Lo miré callado, pensando en que el Tío, a pesar de sus atributos de Satanás, jamás dice las cosas al tuntún. Es un tipo asaz inteligente, sabio en las ciencias ocultas y en las ciencias de ciencias. ¿Qué no sabe? ¿Qué no puede? ¿Qué no quiere? Es un modelo de constancia y rigor intelectual. Y, lo más deslumbrante, tiene una respuesta para cada pregunta. Así un día, mientras hablábamos de literatura y literatura, dijo: Los hombres escriben cuentos violentos. ¿Y las mujeres?, le pregunté. Ése es otro cuento, me contestó.

–En tu opinión, ¿cómo se distingue al buen escritor de cuentos? –le dije a modo de tantearle sus conocimientos.

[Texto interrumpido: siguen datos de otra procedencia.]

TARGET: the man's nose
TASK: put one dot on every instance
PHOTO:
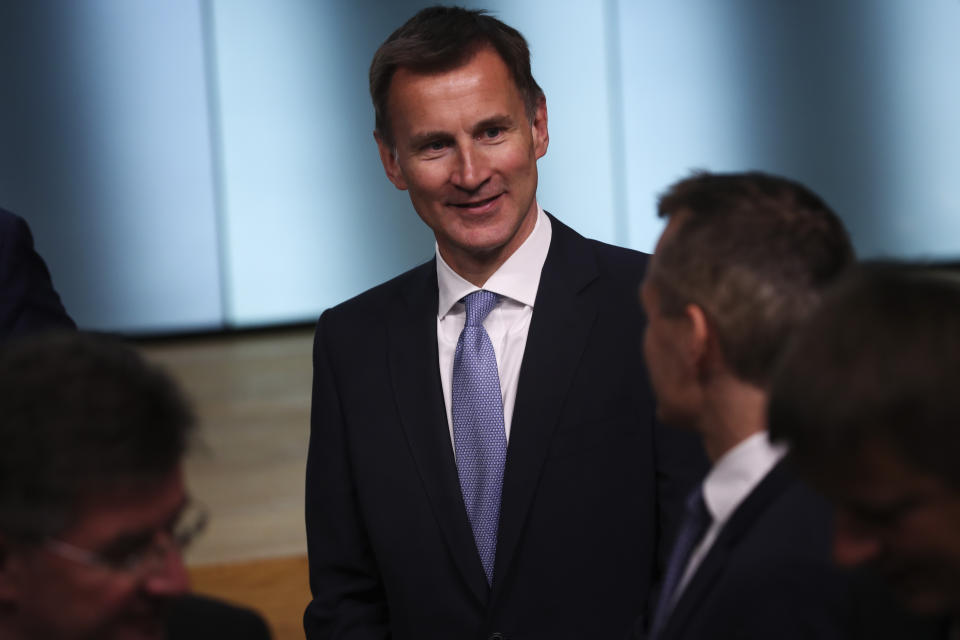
(853, 544)
(472, 170)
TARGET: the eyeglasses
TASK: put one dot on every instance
(140, 558)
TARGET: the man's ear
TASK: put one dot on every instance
(541, 136)
(8, 573)
(388, 156)
(700, 339)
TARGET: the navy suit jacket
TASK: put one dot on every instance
(28, 301)
(589, 474)
(768, 573)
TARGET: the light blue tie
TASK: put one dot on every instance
(479, 437)
(696, 520)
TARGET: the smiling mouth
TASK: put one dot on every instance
(475, 204)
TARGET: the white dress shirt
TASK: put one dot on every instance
(728, 484)
(508, 323)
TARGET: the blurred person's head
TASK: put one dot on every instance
(867, 398)
(460, 125)
(439, 39)
(92, 500)
(743, 260)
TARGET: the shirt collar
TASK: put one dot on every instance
(518, 278)
(737, 472)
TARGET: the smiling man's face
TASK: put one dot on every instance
(467, 153)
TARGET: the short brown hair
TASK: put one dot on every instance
(439, 39)
(80, 414)
(877, 362)
(754, 251)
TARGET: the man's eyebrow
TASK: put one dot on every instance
(420, 139)
(498, 120)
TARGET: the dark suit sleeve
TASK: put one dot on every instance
(795, 601)
(680, 464)
(348, 598)
(28, 301)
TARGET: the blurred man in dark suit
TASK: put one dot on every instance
(28, 301)
(484, 459)
(93, 509)
(867, 398)
(742, 262)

–Para empezar, al buen escritor se lo distingue incluso por la forma de andar –replicó con la sabiduría de quien posee el don del genio y la magia de la palabra–. El escritor de fuste no necesita tarjetas de presentación, críticos ni reconocimientos. En él, más que en nadie, la pasión de escribir es como estar endemoniado, una forma de levitar al borde del delirio, de hacer añicos la realidad y contar un cuento en el cual la mentira es tan cierta que nadie la pone en duda, aparte de que su vicio de escribir en soledad es una enfermedad endémica y sin remedio. Nadie lo puede librar de esa atadura voluntaria, ni siquiera Cristo en calzoncillos...

El Tío, consciente de que la virtud del intelectual consiste en simplificar lo complejo y no en hacer más complejo lo simple, se daba modos de meterme los conocimientos como con cuchara, aplicando una didáctica más eficaz que la de un profesor emérito. Por eso cuando hablaba de un tema aparentemente difícil, como es la literatura, lo hacía con gran desparpajo y muchos ejemplos.

–¿Y cómo se sabe que un cuento es un buen cuento? –le pregunté con la curiosidad de quien aprovecha una charla sobre el arte de escribir.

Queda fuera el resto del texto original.